Si hay un término bíblico que ha evolucionado a lo largo de los siglos, ocasionando frecuentes malentendidos, se trata sin duda del verbo «juzgar» y otras palabras emparentadas. Uno de los libros más antiguos de la Biblia, justamente titulado Shophetim (Jueces), presenta a una mujer, Débora, que “era juez en Israel. Se sentaba bajo la palmera de Débora… y los israelitas subían donde ella en busca de justicia”. Para la mentalidad judía de la época el término juicio hacía referencia a cuestiones de arbitraje. Dado que en todas las sociedades humanas pueden surgir diferencias entre grupos o individuos, va en su propio interés encontrar un medio de resolverlas, sin violencia y de una forma aceptable para todos. En el antiguo Israel, las partes en disputa se presentaban ante una persona respetada –una profetisa, los ancianos – para exponer públicamente el motivo de la disputa. Tras examinar la situación, el juez pronunciaba su veredicto, su «juicio».
Así, el papel fundamental de los jueces era restaurar una armonía social quebrantada por actos violentos. El término bíblico para describir esta armonía o buen orden es «tsedeq», traducido a menudo en español como «justicia». Sin embargo, no se trata de dar a cada uno lo que se merece, ni de examinar una infracción de una ley escrita ni, aún menos, de castigar a un culpable, sino más bien de favorecer la paz y el bienestar (shalom) de la sociedad, volviendo a poner las cosas en su sitio. En vista de esto, el juez necesita un don particular que podemos calificar de sabiduría, una visión que vaya más allá de lo que los acontecimientos muestran, para poder discernir el bien y el mal ocultos. En la Biblia el rey Salomón es el arquetipo de esta sabiduría del juez, particularmente en la célebre historia de las dos mujeres que vienen a él a pedir su juicio (ver 1 Reyes 3, 16-28). El relato finaliza así: «Todo Israel se enteró de la sentencia que había pronunciado el rey, y respetaron al rey, viendo que poseía una sabiduría sobrehumana para administrar justicia» (v. 28).

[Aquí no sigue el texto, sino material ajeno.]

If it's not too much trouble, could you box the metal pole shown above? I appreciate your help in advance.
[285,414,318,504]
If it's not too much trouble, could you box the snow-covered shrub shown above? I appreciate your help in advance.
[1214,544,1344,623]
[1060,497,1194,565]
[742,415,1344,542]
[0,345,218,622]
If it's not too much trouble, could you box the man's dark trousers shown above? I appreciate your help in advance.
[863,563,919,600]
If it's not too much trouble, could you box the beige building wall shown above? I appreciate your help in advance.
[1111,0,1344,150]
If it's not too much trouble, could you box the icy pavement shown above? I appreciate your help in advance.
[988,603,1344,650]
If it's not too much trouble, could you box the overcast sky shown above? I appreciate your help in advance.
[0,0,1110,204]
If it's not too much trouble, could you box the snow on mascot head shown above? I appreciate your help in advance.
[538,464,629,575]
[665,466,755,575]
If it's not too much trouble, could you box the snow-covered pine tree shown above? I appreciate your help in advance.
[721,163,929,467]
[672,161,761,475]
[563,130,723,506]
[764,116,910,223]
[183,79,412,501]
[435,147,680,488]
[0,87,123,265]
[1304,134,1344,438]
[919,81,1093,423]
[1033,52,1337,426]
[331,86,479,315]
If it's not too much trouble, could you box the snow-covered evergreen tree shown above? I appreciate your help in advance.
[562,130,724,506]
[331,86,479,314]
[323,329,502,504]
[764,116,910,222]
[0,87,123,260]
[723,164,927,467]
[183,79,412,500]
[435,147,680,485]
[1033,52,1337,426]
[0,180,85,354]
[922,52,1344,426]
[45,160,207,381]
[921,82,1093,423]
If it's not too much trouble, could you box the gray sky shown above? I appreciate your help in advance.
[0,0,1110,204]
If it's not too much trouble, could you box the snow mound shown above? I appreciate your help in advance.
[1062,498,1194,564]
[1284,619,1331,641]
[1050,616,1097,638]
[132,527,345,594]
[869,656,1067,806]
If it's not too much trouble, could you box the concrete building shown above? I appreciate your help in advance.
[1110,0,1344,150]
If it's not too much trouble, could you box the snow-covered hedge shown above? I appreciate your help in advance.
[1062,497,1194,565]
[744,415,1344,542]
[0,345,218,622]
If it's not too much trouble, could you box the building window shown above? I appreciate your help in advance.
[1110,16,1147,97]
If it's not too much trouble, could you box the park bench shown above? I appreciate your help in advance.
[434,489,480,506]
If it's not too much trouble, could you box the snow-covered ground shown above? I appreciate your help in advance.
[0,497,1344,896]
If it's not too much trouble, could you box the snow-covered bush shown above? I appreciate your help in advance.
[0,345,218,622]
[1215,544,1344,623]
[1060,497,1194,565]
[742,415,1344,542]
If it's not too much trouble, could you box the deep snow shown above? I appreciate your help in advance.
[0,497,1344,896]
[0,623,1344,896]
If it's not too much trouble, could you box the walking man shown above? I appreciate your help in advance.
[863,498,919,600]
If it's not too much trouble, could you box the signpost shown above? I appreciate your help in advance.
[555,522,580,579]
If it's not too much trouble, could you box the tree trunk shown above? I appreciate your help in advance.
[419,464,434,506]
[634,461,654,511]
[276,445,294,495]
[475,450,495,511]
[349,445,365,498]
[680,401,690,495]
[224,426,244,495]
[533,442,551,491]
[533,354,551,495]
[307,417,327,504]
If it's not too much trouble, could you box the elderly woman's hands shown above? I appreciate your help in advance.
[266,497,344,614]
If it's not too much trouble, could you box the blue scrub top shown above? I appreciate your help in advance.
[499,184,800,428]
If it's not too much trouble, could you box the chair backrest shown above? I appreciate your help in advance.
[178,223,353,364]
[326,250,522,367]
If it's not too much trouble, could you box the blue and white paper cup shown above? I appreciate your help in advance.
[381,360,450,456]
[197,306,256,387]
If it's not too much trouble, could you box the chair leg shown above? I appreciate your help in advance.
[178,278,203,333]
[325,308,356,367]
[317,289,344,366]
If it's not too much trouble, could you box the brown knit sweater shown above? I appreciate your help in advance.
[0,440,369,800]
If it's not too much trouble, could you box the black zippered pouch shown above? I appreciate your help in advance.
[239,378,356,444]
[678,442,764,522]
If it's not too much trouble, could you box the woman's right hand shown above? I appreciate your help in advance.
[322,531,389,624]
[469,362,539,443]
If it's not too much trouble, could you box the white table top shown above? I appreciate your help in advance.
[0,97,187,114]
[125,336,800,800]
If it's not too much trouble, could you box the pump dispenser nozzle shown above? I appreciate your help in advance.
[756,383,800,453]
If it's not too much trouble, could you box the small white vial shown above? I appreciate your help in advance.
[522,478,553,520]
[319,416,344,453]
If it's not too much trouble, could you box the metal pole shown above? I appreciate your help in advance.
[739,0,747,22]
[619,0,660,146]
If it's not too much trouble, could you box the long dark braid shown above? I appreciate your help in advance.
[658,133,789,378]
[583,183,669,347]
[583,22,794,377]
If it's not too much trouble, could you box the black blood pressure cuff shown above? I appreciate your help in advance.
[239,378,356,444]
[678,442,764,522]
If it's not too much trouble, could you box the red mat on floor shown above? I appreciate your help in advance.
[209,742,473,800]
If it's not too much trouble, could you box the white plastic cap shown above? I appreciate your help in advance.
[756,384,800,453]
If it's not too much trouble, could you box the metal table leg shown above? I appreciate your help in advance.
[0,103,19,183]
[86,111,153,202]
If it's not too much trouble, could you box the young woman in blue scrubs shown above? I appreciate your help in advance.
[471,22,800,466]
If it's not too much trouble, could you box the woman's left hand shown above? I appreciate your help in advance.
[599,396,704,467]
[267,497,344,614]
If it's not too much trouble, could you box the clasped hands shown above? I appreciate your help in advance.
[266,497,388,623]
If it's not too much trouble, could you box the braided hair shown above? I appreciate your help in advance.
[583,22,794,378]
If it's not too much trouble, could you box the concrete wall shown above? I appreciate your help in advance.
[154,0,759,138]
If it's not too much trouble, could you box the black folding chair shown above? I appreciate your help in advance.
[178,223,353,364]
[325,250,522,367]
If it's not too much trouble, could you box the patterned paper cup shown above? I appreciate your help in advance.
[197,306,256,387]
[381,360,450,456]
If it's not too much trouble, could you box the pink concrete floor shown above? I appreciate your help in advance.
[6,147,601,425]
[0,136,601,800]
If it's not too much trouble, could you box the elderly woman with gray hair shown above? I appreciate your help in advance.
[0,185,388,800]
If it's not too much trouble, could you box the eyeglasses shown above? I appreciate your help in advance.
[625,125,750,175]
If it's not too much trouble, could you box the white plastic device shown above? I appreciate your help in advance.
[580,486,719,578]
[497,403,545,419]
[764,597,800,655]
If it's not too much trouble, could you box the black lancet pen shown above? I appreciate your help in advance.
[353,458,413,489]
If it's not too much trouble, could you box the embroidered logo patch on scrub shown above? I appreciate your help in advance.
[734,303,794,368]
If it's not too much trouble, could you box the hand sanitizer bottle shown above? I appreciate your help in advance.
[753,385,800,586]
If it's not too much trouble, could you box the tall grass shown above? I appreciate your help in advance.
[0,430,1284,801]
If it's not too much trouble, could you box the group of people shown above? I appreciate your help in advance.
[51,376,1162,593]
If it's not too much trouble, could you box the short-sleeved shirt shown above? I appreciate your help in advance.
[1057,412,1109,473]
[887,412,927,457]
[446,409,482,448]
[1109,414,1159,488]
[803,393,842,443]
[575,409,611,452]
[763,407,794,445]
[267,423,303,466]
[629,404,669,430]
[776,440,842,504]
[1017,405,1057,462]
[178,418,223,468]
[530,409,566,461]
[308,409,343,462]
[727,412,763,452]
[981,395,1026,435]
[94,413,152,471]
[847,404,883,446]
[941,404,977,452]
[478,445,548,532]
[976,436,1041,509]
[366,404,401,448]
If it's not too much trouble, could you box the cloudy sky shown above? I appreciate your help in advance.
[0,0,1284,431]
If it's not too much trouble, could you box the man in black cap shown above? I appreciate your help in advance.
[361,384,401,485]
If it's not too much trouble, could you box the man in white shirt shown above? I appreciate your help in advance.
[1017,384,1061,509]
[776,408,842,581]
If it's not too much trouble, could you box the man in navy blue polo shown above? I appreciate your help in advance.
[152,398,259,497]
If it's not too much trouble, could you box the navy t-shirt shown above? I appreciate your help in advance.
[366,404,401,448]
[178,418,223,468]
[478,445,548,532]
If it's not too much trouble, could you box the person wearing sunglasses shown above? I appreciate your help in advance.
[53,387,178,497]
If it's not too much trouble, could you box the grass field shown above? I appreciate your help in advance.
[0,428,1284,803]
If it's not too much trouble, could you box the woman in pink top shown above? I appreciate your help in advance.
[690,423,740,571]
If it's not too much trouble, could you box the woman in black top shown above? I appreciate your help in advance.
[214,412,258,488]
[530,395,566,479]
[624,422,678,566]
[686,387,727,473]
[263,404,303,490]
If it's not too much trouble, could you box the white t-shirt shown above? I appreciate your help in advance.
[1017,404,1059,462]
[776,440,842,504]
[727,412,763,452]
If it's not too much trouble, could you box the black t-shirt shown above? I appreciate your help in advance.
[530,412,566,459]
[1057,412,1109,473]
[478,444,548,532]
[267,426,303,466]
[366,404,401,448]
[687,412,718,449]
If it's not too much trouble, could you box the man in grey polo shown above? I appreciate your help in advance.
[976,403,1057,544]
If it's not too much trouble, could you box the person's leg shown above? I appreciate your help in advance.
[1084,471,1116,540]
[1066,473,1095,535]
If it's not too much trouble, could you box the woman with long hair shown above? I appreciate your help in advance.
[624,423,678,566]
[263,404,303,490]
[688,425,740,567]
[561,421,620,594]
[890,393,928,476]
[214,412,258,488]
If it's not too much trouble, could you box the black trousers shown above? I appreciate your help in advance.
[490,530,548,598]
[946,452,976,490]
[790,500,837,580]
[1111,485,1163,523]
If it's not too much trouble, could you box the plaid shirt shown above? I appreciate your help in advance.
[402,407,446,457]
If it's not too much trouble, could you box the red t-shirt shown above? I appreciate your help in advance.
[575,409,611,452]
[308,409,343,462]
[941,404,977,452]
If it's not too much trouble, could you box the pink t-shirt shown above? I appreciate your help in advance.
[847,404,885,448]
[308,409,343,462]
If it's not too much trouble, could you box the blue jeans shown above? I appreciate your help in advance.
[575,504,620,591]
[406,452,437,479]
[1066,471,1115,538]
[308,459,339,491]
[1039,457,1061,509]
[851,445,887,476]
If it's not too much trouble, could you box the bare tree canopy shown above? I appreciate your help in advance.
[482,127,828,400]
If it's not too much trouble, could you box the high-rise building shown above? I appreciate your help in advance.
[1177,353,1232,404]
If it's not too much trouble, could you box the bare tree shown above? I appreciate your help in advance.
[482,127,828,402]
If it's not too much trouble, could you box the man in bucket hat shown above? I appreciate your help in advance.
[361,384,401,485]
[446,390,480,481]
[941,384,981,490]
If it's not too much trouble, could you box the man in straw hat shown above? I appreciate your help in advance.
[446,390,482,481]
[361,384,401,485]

Dado que el mantenimiento de la armonía y de la justicia es el bien más grande para una sociedad, no es sorprendente que el verbo «juzgar» signifique también en hebreo «gobernar, reinar». En los tiempos de la monarquía de Israel, el rey era el juez por excelencia. Ahora bien, la creciente complejidad de la vida pública favorece la aparición de una clase de personas acomodadas y poderosas con tendencia a explotar a los pobres y a los débiles. Así, el papel del rey como juez es ante todo el de ocuparse de los necesitados. No se pone de su lado por ser mejores que los ricos, sino sencillamente porque no tienen a nadie que les defiendan. Desde el punto de vista de los pobres oprimidos, el verbo «juzgar» es sinónimo de «salvar», por muy sorprendente que nos parezca: “Hazme justicia, oh Dios, defiende mi causa contra gente sin amor” (Salmo 43,1). Se trata de hacer justicia al inocente incapaz de protegerse. El retrato del rey ideal resalta este papel de defensor de los desfavorecidos: “Juzgará con justicia a los débiles y sentenciará con rectitud a los pobres de la tierra” (Isaías 11,4). “…que juzgue rectamente a tu pueblo, a tus humildes con equidad. Defenderá a los humildes del pueblo, salvará a la gente pobre” (Salmo 72,2.4). No obstante, el juez último es el mismo Dios, quien lo ve y comprende todo y, además, es incorruptible. Los fieles esperan con impaciencia el día cuando vendrá para «regir el orbe con justicia» (Salmos 67,5; 96,13; 98,9). En ese momento no se teme el juicio de Dios, si no que se desea ardientemente.
Con el tiempo, esta visión positiva de juicio queda algo matizada, entre otras razones, por una mayor consciencia de la omnipresencia del mal. Así, un fiel reza: “No llames a juicio a tu siervo, pues ningún hombre vivo es inocente frente a ti» (Salmo 143, 2). Esta persona ya no cuenta con el juicio divino, sino con su perdón (ver Salmo 130,3-4). Cuando la Biblia se tradujo al griego, el verbo utilizado para «juzgar», «krinô», señala sobre todo el acto de discriminación entre el bien y el mal. El acto positivo de volver a poner a alguien en su justo sitio, queda relevado por otro verbo, «dikaioô», que significa «justificar » o «rehabilitar», utilizado concretamente por San Pablo en su Carta a los Romanos (por ejemplo, 3,24-26; 5,1; 8,33). Si bien se mantiene la fe en un Dios que viene a salvar a los suyos, ya no se expresa con el término «juzgar», que toma en primer lugar un matiz neutro – la separación de ovejas y cabras (ver Mateo 25,32-33) – siendo después cada vez más negativo. Desgraciadamente, esto nos oculta el auténtico sentido de un término bíblico que expresaba ante todo la preocupación de Dios por la justicia y la paz en el mundo, así como la proximidad al hombre oprimido.
Hoy que vivimos en una sociedad marcada por la violencia y la inseguridad en la que son los pobres quienes están más expuestos a la injusticia, urge hacer nuestro este concepto bíblico de Justicia, que nos permita restaurar la armonía en nuestra sociedad tan fragmentada y dividida.